HURRICANE, W.Va. — West Virginia Gov. Jim Justice picked a rest stop along Interstate 64 in Hurricane to kick off his statewide roads plan and to also plug an Oct. 7 special election to authorize the state to sell more construction bonds.

Gov. Jim Justice, left, and West Virginia Transportation Secretary Tom Smith arrive at a Hurricane rest stop to kick off the governor’s $2.8 billion road construction program.
(Photo by Rusty Marks)

Justice has proposed about $2.8 billion in road construction and maintenance projects all over the state.
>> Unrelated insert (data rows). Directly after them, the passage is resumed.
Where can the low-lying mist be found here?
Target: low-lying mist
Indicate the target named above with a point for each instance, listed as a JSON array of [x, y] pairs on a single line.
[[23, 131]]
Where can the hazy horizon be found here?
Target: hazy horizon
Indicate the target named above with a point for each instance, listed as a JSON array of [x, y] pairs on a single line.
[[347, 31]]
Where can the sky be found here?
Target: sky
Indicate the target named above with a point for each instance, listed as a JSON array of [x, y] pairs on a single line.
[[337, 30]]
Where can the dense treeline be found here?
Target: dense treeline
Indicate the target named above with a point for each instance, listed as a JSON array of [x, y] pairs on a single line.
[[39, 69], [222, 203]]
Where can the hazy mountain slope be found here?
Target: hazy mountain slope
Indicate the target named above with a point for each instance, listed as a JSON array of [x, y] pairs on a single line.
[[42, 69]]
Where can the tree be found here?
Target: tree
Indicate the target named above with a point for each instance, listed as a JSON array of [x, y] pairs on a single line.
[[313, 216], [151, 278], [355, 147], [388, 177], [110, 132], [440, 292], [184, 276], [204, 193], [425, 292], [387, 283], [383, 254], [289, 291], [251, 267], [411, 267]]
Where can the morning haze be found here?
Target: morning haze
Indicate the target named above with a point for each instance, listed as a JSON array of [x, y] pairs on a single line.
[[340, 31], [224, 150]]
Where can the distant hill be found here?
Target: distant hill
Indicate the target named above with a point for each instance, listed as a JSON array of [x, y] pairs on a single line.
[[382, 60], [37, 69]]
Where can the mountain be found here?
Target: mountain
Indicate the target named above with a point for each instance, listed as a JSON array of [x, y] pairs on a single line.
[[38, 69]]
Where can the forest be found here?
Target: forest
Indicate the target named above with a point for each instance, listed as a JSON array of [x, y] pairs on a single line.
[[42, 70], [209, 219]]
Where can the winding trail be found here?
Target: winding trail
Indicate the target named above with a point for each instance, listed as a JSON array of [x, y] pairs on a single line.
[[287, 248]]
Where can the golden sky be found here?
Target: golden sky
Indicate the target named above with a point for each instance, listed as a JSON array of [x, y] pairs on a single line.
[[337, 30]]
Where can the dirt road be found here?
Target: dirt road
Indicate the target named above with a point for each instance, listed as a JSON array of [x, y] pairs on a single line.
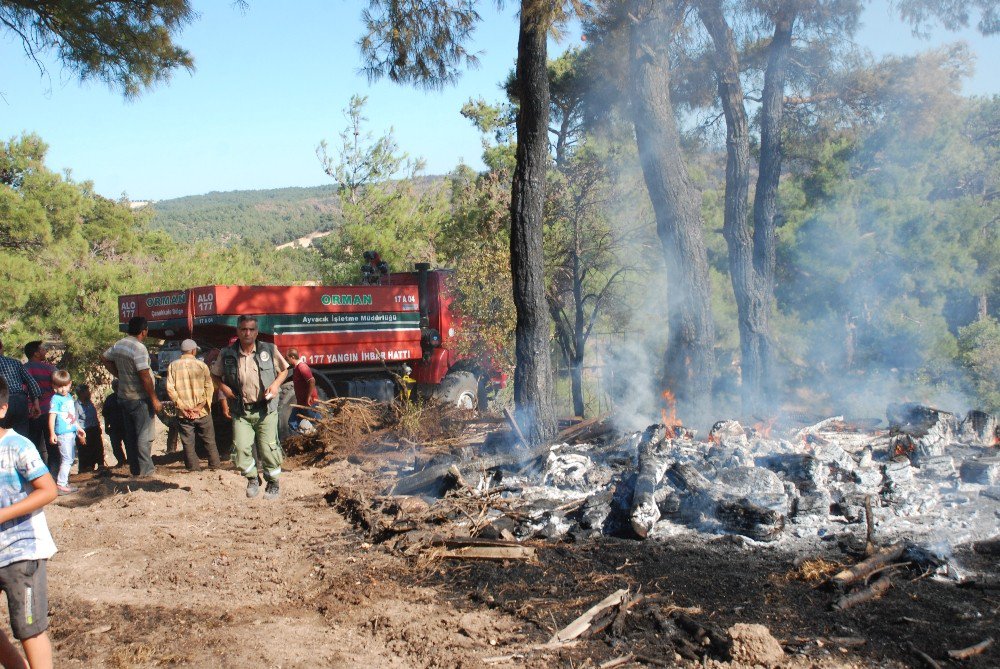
[[183, 570]]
State officials plan to fund about $1 billion in construction through raising tolls on the West Virginia Turnpike and traditional bond sales, but the additional $1.8 billion or so in projects will require a constitutional amendment to allow the state to pursue additional bonds.

Voters go to the polls Oct. 7 to decide whether or not to sign off on the plan. The West Virginia Legislature has already voted to raise gasoline taxes and raise DMV fees to pay for the additional bonds.

State Transportation Secretary Tom Smith said it will take a while for funding from the bills passed by the Legislature to trickle in. But he said highways officials have been getting ready for months in anticipation of the legislation and bond election, and have leveraged $350 million worth of highways projects to start almost immediately.

One of the first will be rebuilding a six-mile stretch of Interstate 64 between Milton and Hurricane. Smith said the $15 million project will employ about 300 people.

“If you’ve driven (I-64) lately, it will rattle your teeth,” Smith said. He said highways officials hope to let the contract for the project on Aug. 24.

He said the state plans to issue its first $230 million in GARVEE construction bonds in October, but said passage of the road bond amendment will give the state the money to pay for larger highways projects.

“This is about highways, but it’s about so much more,” Smith said. “It’s about economic recovery. It’s about hope. It’s about thousands and thousands and thousands of new jobs.”

Justice, who is billing the roads program as “Jim’s Promise,” said the road construction program will be the vehicle leading to West Virginia’s economic recovery. To bring the state back, he said, “You’ve got to do something that creates immediate jobs.”

Justice said a massive road construction program was the obvious answer to put people back to work, stimulate the economy and help fight West Virginia’s drug epidemic.

“Jobs bring us hope,” Justice said. “This is absolutely what we need.

“This is the beginning of us truly being on our way back,” the governor said. “Today is only the beginning, only a sprinkle of what’s going to grow.”

Justice was expected to give a similar presentation in Clarksburg.